The Leo Volz Scholarship is awarded to an Oakdale High School senior who is considered an outstanding, well-rounded student and it pays 100 percent of that student’s college tuition and books for four years of undergraduate education at an accredited two- or four-year college of their choice.
Medema received the phone call from OHS Principal Mike Moore telling him the news about being awarded the scholarship.
“It was so unbelievable,” Medema said. “…I was like, ‘Wait, did he actually say that?’”
For Moore, serving his first year as principal at OHS, this is the first time that he’s been able to deliver such momentous news to one of his students.
“It’s a pretty neat feeling knowing the significance of the Leo Volz,” he said of notifying Medema.
Medema resisted the urge to call his parents, Jan and Ralph Medema, to tell them the news.
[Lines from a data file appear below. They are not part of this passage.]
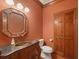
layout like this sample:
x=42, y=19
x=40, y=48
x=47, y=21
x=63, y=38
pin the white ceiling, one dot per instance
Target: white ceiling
x=44, y=2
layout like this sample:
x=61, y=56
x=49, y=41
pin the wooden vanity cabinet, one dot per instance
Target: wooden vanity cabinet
x=64, y=33
x=30, y=52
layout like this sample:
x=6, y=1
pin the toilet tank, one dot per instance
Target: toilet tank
x=41, y=42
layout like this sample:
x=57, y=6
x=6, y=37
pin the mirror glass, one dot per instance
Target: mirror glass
x=15, y=23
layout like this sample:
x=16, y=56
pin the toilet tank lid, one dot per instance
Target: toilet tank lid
x=47, y=48
x=41, y=39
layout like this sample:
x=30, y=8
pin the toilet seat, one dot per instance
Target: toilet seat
x=47, y=49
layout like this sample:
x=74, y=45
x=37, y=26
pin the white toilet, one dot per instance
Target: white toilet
x=45, y=50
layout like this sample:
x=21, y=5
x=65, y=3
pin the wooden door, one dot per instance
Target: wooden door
x=64, y=33
x=59, y=33
x=68, y=35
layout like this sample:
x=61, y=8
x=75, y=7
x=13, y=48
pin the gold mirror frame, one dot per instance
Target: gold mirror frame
x=7, y=12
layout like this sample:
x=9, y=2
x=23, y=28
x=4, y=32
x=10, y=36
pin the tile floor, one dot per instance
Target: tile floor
x=57, y=57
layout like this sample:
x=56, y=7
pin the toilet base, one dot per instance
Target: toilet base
x=46, y=55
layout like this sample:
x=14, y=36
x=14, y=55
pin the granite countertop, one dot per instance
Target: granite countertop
x=11, y=49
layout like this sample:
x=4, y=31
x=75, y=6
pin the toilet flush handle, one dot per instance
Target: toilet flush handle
x=51, y=40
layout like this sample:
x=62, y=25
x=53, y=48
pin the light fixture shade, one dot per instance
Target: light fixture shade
x=27, y=9
x=19, y=6
x=9, y=2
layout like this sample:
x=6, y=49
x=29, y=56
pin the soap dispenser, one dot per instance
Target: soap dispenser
x=13, y=41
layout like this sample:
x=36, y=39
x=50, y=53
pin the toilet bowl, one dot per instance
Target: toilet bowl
x=45, y=50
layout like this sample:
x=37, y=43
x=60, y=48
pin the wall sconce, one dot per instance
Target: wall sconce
x=19, y=6
x=9, y=2
x=27, y=9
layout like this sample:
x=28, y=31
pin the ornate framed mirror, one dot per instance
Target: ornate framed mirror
x=15, y=23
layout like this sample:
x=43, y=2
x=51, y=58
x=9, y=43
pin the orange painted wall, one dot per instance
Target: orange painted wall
x=48, y=12
x=34, y=17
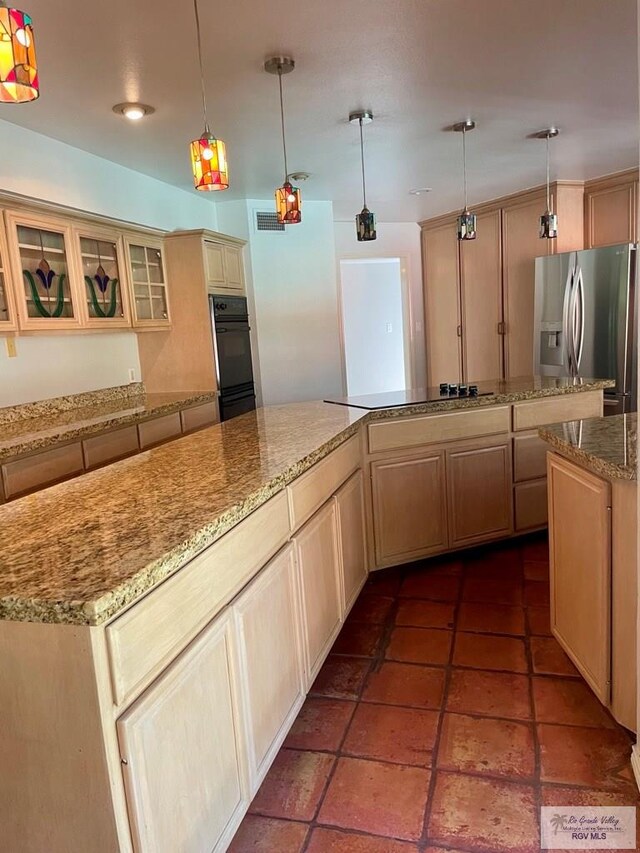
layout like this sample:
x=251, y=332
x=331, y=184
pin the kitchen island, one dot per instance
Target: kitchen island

He said that he waited until they returned home for the day so he could see their faces. He recounted that he told his mom first and she screamed. He then told his dad who was also very excited, he said.
“I couldn’t have gone (to Carnegie Mellon) without the Leo Volz. I had an inkling I wouldn’t have been able to go without (it),” Medema noted. “…In my mind, the Leo Volz was connected to Carnegie Mellon.”
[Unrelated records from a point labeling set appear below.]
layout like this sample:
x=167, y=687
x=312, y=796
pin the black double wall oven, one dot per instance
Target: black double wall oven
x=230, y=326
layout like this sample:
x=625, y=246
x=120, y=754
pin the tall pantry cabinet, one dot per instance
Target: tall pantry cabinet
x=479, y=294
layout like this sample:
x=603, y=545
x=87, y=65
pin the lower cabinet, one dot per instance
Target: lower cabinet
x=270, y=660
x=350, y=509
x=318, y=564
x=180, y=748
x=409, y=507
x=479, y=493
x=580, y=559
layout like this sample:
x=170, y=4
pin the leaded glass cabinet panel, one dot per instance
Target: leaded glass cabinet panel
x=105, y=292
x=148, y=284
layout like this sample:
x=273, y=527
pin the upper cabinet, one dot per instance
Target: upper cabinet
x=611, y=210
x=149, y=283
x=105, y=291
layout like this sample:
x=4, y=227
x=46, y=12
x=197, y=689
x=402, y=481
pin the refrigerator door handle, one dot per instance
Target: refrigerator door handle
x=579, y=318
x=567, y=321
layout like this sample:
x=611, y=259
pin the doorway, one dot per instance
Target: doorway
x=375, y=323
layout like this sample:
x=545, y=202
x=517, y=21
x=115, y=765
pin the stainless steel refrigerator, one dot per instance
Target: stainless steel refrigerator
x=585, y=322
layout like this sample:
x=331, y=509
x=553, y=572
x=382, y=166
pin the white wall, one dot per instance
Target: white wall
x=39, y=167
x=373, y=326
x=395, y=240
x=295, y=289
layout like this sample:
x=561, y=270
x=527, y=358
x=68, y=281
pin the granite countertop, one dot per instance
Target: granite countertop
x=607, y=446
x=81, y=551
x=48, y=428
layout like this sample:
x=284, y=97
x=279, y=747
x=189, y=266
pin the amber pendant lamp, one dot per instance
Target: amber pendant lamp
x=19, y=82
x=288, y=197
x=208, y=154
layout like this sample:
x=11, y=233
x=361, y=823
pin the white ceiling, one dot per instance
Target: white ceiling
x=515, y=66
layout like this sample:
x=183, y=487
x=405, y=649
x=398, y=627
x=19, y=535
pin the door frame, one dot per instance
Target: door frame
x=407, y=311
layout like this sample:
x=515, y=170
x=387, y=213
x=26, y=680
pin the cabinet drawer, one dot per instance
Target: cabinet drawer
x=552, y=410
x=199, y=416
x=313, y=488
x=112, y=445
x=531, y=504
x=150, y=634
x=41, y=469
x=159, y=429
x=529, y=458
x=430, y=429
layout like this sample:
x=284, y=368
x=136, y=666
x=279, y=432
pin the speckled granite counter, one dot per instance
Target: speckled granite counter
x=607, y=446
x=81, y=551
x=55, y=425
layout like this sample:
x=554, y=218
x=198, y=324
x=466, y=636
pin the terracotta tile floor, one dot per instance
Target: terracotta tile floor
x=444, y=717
He credits his positive attitude in helping shape how things have worked out, but there’s been a great deal of effort on his part as well.
“I’ve sort of lived believing that if you believe there’s an opportunity, there will be an opportunity,” he said.
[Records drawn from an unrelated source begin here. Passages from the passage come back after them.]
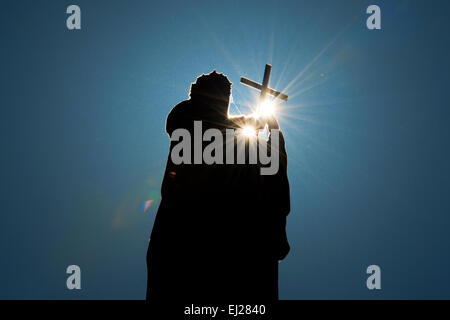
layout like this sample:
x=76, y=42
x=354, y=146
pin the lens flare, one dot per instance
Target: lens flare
x=249, y=131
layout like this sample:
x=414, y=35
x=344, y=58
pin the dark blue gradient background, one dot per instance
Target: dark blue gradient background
x=83, y=142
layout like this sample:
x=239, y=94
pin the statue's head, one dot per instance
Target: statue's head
x=213, y=90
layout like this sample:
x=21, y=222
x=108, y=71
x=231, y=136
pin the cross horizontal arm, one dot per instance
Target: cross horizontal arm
x=277, y=94
x=251, y=83
x=272, y=92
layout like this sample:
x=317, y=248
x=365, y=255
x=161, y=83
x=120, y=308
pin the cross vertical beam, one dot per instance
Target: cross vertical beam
x=264, y=87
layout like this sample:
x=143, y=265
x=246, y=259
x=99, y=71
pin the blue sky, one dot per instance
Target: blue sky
x=83, y=116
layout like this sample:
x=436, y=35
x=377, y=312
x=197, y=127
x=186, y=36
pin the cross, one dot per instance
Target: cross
x=264, y=87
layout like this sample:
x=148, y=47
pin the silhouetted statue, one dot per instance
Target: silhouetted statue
x=220, y=229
Medema was selected from a field of qualified senior applicants, then the field was narrowed to five finalists. The students each wrote an essay on a predetermined topic and were interviewed by a panel of judges.
“He’s a great kid, he’s an all-around kid. He’s involved in a lot of activities,” said Principal Moore.
A few of Medema’s activities include Model UN, Academic Decathlon, Science Olympiad, drama, band, Interact Club, ‘S’ Club, track and tennis, and more. He also runs his own computer business and recently attained status as an Eagle Scout.
He has also been involved with Academic Decathlon on a national and international level. He has been traveling this year doing computer work and other tasks for a company that sponsors the Academic Decathlon Nationals in Omaha, Nebraska and for the World Scholar’s Cup academic competition in the country of Dubai. Later this week, he’ll travel to Taiwan and Korea for another World Scholar’s Cup contest. He described the Scholar’s Cup as being similar to Aca Deca and that it also promotes teamwork and critical thinking.
“(Winning the Volz scholarship) reaffirms my belief that there’s more to life than just one thing,” Medema said. “I didn’t have the best grades… I competed against other people who have better community service…”
Moore pointed out that all of the students who were finalists for the scholarship were all top students. He said they all have good grades and they are very involved in various school activities and the community.
“To see the kids pull it off and do all those things, it’s a definite tribute to their character,” Moore said.
He added that the school does not select the winner, but a committee specific to the Leo Volz scholarship determines the winner.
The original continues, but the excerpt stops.